Evan gençlik döneminin sonuncu dissosiyasyonunda, dostları Lenny ve Kayleigh ile ormanda dolaşırken arkadaşları Tommy’nin, köpeğini yakmasına şahitlik etmiştir. Evan ilk kez bu olayla flashback yaşamıştır. Evan ve annesi bu olay sonrasında kasabadan ayrılmak zorunda kalmışlardır. Lenny ve Kayleigh’nin üzerinde yaşadıkları bu olaylar, yaşamları boyunca travmatik etkiler yaratmıştır. Evan tüm bunları değiştirmek için sık sık geçmişe yolculuklar yapmıştır. Ancak hangi kısmı değiştirirse değiştirsin, çocukluğundaki ve ergenliğindeki yakınlarından birisi ya da birileri muhakkak zarar görmüştür. Evan nihayetinde, Kayleigh ile ilk tanıştıkları zamana geri gitmiştir ve onu kendisinden uzaklaştırarak yaşanan olayların tümünü yoluna koymayı başarmıştır. Olasılıklardan her birisi, aynı ölçüde doğrudur ve tecrübelerimiz paralel evrenlerdeki doğrulardan yalnızca bir tanesidir. Çoklu dünyalar kuramına göre, bir düzenin muhtemel bütün vaziyetlerini anlatan Schrödinger denkleminin, her “gözlem” gerçekleştikten sonra belirli ihtimalleri yıkılır fakat aynı zamanda başka ihtimaller de doğrulanmaktadır. Gözlemlerden her birisi, minimum iki tane paralel evren oluşturmaktadır.

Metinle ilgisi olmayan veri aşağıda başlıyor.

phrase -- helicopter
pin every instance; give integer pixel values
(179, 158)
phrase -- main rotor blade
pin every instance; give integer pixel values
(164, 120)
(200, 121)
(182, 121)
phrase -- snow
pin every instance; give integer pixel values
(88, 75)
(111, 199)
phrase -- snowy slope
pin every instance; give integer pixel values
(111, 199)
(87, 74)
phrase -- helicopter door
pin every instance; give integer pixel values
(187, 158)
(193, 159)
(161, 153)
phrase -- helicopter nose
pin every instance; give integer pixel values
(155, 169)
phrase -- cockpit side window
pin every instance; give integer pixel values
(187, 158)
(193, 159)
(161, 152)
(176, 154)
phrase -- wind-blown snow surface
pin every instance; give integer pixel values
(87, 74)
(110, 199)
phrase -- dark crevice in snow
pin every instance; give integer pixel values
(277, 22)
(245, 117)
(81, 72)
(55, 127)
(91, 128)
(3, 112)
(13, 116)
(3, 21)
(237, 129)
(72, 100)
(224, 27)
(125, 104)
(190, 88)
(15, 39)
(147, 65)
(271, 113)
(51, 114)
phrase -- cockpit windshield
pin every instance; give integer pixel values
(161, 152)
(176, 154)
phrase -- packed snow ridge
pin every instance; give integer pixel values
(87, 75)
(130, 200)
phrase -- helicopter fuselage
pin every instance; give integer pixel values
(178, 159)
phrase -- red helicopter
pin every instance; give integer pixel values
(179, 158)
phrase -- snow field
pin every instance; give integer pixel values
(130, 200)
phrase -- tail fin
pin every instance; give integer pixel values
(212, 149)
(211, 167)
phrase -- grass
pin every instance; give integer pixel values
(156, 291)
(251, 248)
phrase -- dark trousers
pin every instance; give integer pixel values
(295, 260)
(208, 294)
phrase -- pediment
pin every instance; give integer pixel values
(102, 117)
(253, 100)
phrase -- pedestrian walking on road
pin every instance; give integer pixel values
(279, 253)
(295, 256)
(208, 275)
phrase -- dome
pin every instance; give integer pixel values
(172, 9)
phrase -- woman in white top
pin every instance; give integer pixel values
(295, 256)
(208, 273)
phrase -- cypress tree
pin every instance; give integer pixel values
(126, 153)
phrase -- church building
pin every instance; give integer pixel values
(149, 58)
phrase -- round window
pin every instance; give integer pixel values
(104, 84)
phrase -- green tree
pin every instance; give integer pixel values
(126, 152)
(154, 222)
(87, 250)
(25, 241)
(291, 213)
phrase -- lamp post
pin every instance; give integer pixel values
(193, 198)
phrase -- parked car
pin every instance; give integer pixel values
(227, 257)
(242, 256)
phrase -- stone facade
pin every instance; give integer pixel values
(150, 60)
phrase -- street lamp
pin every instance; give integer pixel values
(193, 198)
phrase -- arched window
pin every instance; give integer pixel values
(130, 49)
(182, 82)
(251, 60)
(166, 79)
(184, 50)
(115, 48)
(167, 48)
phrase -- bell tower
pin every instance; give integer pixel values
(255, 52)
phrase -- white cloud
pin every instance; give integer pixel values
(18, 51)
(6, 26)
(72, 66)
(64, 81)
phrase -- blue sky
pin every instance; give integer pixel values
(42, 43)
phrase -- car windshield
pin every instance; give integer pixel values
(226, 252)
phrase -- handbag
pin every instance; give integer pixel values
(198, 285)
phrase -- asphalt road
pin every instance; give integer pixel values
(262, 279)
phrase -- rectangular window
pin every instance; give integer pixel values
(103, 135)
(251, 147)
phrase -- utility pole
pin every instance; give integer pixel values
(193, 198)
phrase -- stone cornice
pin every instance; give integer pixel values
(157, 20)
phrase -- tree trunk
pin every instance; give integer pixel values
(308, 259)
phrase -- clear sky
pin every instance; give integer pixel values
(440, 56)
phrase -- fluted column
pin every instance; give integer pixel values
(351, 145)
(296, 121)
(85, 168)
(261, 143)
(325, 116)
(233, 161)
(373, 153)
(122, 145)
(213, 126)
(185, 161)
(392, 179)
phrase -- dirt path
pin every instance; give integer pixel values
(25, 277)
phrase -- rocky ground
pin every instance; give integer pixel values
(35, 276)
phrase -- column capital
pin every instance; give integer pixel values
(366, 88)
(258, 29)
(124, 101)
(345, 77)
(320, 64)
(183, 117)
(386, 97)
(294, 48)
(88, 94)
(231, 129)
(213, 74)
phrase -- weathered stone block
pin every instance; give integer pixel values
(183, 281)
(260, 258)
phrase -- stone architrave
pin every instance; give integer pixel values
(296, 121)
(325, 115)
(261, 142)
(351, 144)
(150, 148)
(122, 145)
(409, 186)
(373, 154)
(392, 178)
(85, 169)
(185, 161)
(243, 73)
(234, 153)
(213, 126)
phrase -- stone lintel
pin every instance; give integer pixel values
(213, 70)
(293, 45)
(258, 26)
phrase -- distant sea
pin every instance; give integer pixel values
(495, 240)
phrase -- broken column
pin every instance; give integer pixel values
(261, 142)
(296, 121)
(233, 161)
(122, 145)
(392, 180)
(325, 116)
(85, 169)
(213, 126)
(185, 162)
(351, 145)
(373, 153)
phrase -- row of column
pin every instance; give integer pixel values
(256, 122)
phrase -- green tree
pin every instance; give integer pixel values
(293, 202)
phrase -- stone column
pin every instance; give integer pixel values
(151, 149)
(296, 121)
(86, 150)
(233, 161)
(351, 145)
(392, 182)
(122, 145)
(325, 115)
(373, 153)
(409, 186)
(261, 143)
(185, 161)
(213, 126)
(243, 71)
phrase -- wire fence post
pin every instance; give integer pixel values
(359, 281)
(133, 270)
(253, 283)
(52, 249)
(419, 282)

Yaşadığı flashback süreçlerinden sonra Evan, şu anki zaman dilimine farklı bir kişilikle geri gelmiştir. Gerçekte tek bir Evan yoktur, birden fazla Evan vardır. Bu da izleyicileri Evan’ın karakter yapısıyla bağlantı oluşturmasının önünü kesen bir ögedir. Flashback sürecindeyken Evan, Kayleigh’nin babasına duyduğu öfkesini belirtmiştir. Bu zamandan şimdiki zamana geri geldikten sonra öfkeli bir Evan karşımıza çıkmaktadır. Öfkesi yüzünden Tommy’i öldürmüştür ve yaptığının sonucunda da hapisle cezalandırılmıştır. Evan tüm geçmişe yolculuk çabalarına karşın şimdiki zamanda oluşan problemleri kökünden çözmeyi başaramamıştır. Sonuç olarak bu filmde, yönetmenlerce gizlenen “çoklu kişilik bozukluğu” olan bir hasta olduğu düşüncesi belirmektedir. Filmde bütün bu psikanalitik kısımlar “gizemli bir yetenek” görünüşünde, fantastik biçimde önümüze serilmektedir.



KAYNAKÇA


Süreli Yayınlar


Candan, F. & Yılmaz, M. (2018). Psikanalitik bir kavrayış ile “Kelebek Etkisi” serisi: dissosiyasyon dehlizlerinde dolaşan ana/vaka karakterlerin çekici öyküsü. Atatürk Üniversitesi Sosyal Bilimler Enstitüsü Dergisi,22 (4), 2407-2431.